The Three Poorest States In Mexico
Here are some notes on Mexico’s three poorest states based on poverty rate:
1. Chiapas - 76.4%
Chiapas is the state with the highest poverty rate in Mexico, at 76.4%. In addition, nearly a third of poor people in Chiapas are living in extreme poverty. Another reason Chiapas remains so poor is the marginalization of its population. More than 5.4 million people live in Chiapas, and about a quarter of them are indigenous. Historically, indigenous people in Chiapas and elsewhere in Mexico have been systemically mistreated and marginalized by Mexicans of European heritage, especially wealthy land owners. These land owners cemented their continued power by allying with the Institutional Revolutionary Party (PRI), which dominated Mexican politics for most of the 20th century. This alliance helped the land owners block land reforms that might have benefitted the state’s indigenous population.
2. Guerrero - 66.5%
The State of Guerrero is Mexico’s second poorest state, with 66.5% of its population living in poverty. More than a quarter of Guerrero’s poor live in extreme poverty. Unlike Chiapas, Guerrero has an abundance of natural resources, as well as a growing manufacturing sector. Tourism is also very lucrative for the state’s economy.
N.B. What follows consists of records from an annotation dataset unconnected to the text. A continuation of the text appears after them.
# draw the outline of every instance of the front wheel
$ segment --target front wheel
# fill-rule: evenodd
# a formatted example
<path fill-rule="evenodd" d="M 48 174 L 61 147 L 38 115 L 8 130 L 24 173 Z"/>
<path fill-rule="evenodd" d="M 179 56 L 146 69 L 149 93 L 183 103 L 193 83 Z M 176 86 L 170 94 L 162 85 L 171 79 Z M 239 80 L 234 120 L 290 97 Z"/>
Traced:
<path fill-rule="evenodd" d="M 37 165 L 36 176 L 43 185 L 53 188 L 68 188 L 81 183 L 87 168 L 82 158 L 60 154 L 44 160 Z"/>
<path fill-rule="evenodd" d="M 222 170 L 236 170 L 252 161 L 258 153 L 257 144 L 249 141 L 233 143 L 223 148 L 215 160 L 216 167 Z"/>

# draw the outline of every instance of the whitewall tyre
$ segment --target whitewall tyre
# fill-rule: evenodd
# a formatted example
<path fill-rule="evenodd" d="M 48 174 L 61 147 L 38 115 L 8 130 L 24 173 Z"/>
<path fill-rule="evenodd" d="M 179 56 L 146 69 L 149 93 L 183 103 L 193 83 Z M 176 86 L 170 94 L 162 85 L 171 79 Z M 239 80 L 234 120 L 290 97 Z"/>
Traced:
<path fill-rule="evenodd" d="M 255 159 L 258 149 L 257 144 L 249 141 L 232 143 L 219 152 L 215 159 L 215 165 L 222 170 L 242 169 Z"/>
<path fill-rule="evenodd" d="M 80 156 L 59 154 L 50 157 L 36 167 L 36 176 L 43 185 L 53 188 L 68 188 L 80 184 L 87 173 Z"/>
The popular tourist resort city of Acapulco is located in Guerrero.
Despite some economic growth and development, however, most of Guerrero’s people remain poor. As in Chiapas, Guerrero has a large indigenous population that has not seen much of the state’s wealth trickle down to them. Between 2008 and 2018, the state’s overall poverty rate fell only two percent. More than half of the state’s population lacks access to basic house services like water and electricity, and more than a third lack access to food.
3. Oaxaca - 66.4%
Oaxaca is Mexico’s third poorest state, with a poverty rate of 66.4%, just 0.1% less than that of Guerrero. The state actually saw an increase in the poverty rate between 2008 and 2018, with the rate in 2008 being 61.8%. On the bright side, there was a reduction of 5.1% in the rate of extreme poverty in the same ten year period. As in Guerrero, more than half Oaxaca’s population lacks access to basic home services. In addition, more than a quarter of the state’s population lacks access to food.
Oaxaca, like Guerrero, has a significant tourism industry, but is otherwise very underdeveloped. One reason for the lack of development is disagreements between the state’s various indigenous populations over developing the state’s natural resources. Lack of infrastructure and mismanagement have also hampered the state’s economy.
The Future Of Poverty In Mexico
Mexico is still a developing country with many of its people still living in poverty. In fact, the national poverty rate between 2008 and 2018 only fell 2.5%, so poverty alleviation in the country remains slow. In addition, discontent among the poor masses, especially in the south of the country, where the three poorest states are located, has boiled over into armed insurrections. In 1994, for example, Chiapas saw the emergence of an uprising led by the Zapatista Army of National Liberation (EZLN) meant to draw attention to the issues of the region’s indigenous people. In 2018, Mexico elected its first president from the country’s south in over a century, Andres Manuel Lopez Obrador, who many believe will bring the change that Mexico’s poor badly need.